Xi manejó la pandemia con destreza durante un tiempo, y redujo la mortalidad por covid a niveles que casi cualquier país envidiaría. Sin embargo, cuando las vacunas estuvieron disponibles, Xi no se adaptó bien. No importó desde Occidente las vacunas de ARNm, más efectivas, y no promovió lo suficiente la vacunación y las dosis de refuerzo para las personas más vulnerables y la gente de mayor edad. Mantuvo la política de confinamientos mucho más tiempo del que era sostenible, en parte por la dificultad clásica que enfrentan los dictadores al considerar las opiniones de las personas, que pueden ir a la cárcel por decir lo que piensan.
El efecto es que cualquier flexibilización expedita de las reglas de covid hoy, sin primero aumentar las tasas de vacunación entre las personas mayores, puede provocar que cientos de miles de chinos mueran a causa de la covid. Eso será responsabilidad de Xi.
Una de las grandes paradojas de China es que, en muchos frentes, es una maquinaria administrativa con una asombrosa habilidad para corregir el rumbo.

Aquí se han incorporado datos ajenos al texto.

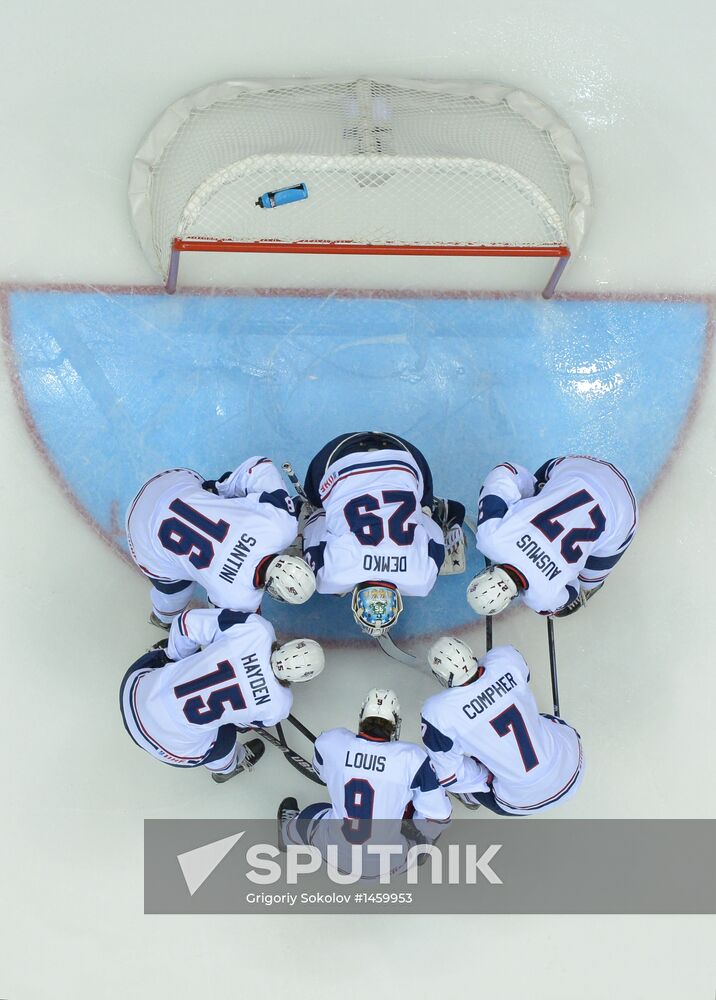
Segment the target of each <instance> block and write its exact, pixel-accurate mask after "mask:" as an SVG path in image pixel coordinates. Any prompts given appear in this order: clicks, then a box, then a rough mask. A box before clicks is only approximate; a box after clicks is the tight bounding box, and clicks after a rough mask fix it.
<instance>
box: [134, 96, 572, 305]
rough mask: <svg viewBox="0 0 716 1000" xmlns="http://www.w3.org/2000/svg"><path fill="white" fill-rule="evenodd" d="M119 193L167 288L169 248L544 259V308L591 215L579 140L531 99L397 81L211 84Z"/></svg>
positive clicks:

Ha gestionado el desarrollo de infraestructura y mejoras educativas que son extraordinarias: hoy, la esperanza de vida de un niño nacido en Pekín es más alta que la de un niño nacido en Washington, D.C. Sin embargo, los líderes chinos a menudo han tenido problemas para autocorregirse en el ámbito ideológico.

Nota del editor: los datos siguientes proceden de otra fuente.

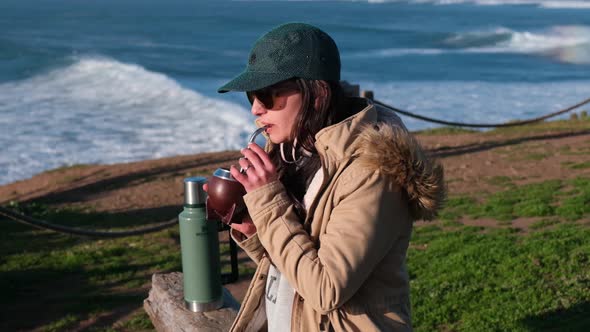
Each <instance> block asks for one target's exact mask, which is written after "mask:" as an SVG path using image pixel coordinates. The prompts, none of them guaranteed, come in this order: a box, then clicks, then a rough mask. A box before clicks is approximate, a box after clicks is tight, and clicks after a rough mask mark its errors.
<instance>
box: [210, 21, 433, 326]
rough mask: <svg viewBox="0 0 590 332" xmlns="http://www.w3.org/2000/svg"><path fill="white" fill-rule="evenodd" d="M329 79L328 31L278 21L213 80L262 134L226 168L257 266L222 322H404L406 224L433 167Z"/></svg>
mask: <svg viewBox="0 0 590 332" xmlns="http://www.w3.org/2000/svg"><path fill="white" fill-rule="evenodd" d="M339 80H340V56H339V52H338V49H337V47H336V44H335V43H334V41H333V40H332V38H330V37H329V36H328V35H327V34H326V33H324V32H323V31H321V30H320V29H318V28H316V27H314V26H311V25H307V24H302V23H288V24H284V25H281V26H279V27H276V28H274V29H272V30H271V31H270V32H268V33H267V34H265V35H264V36H262V37H261V38H260V39H258V41H256V43H255V45H254V47H253V49H252V51H251V52H250V56H249V61H248V65H247V68H246V70H245V71H244V72H243V73H241V74H240V75H238V76H237V77H236V78H234V79H233V80H232V81H230V82H229V83H227V84H226V85H224V86H223V87H221V88H220V89H219V92H227V91H245V92H247V95H248V98H249V100H250V102H251V103H252V113H253V114H254V115H255V116H257V124H258V125H259V126H265V127H266V130H265V132H266V136H267V138H268V144H267V146H266V149H265V150H263V149H262V148H260V147H259V146H257V145H256V144H251V145H249V146H248V148H247V149H243V150H242V153H243V155H244V157H243V158H241V159H240V160H239V165H240V166H241V168H242V172H240V171H239V170H238V168H237V167H236V166H232V167H231V169H230V171H231V174H232V175H233V176H234V177H235V178H236V179H237V180H238V181H239V182H240V183H242V184H243V185H244V187H245V189H246V192H247V194H246V195H245V196H244V200H245V203H246V206H247V208H248V213H249V217H246V218H245V220H244V221H243V222H242V223H241V224H232V225H231V226H232V228H233V230H232V237H233V238H234V239H235V240H236V241H237V242H238V244H239V245H240V246H241V247H242V248H243V249H244V250H245V251H246V252H247V253H248V255H249V256H250V257H251V258H252V259H253V260H254V261H255V262H256V263H257V264H258V268H257V270H256V273H255V274H254V276H253V279H252V282H251V284H250V287H249V289H248V291H247V293H246V295H245V297H244V300H243V302H242V306H241V309H240V312H239V314H238V316H237V318H236V320H235V322H234V324H233V326H232V328H231V330H232V331H256V330H259V329H261V328H264V327H265V326H266V327H267V328H268V330H270V331H286V330H291V331H306V332H307V331H318V330H320V331H322V330H336V331H383V330H392V331H408V330H411V321H410V299H409V278H408V274H407V272H406V266H405V256H406V251H407V248H408V244H409V241H410V234H411V230H412V222H413V221H414V220H416V219H428V218H431V217H432V216H433V215H434V213H435V212H436V210H437V209H438V208H439V206H440V203H441V201H442V199H443V196H444V188H443V187H444V186H443V177H442V173H443V172H442V168H441V166H440V165H438V164H434V163H433V162H432V161H430V160H428V159H427V158H426V157H425V156H424V154H423V153H422V152H421V150H420V147H419V145H418V143H417V142H416V141H415V140H414V139H413V138H412V137H411V136H410V135H409V134H408V133H407V131H406V130H405V129H404V127H403V125H402V123H401V121H400V120H399V118H398V117H397V116H395V115H394V114H392V113H387V112H386V111H384V110H380V109H378V108H377V107H376V106H375V105H373V104H372V103H371V102H370V101H369V100H366V99H362V98H353V97H347V96H345V95H344V93H343V90H342V87H341V86H340V84H339ZM265 324H266V325H265Z"/></svg>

El resultado: los gobernantes autoritarios de China han visto surgir una clase media urbana educada que aspira a una mayor participación, pero la “China Popular” se niega a permitir que lo hagan.
Podría decirse que China, en la era de las reformas, compró a muchos de sus ciudadanos al aumentar los ingresos. El acuerdo implícito era que el gobierno dejaría que las personas mejoraran sus vidas pero sin controlarlas completamente. Xi rompió ese acuerdo con su política de covid, que les empeoró la vida.
Hace muchos años, cuando era corresponsal de este periódico en Pekín y cubrí las protestas de Tiananmén, un joven expresó la aspiración de la nación de este modo: “Tenemos arroz, pero queremos derechos”.
En las últimas protestas, las consignas fueron similares: “Queremos libertad, no encierros. Queremos votos, no un gobernante. Queremos dignidad, no mentiras. Somos ciudadanos, no esclavos”.
Esos valientes manifestantes han cambiado la política nacional de China, y su anhelo más profundo de derechos no se puede eliminar como no se puede erradicar a un virus. Algún día, el liderazgo comunista chino tendrá que responder a esa aspiración tan humana. Xi puede permanecer a cargo, pero un legado de las protestas de este año puede ser el recordatorio de que este deseo sigue encendido, justo debajo de la superficie, en la nación más poblada del mundo.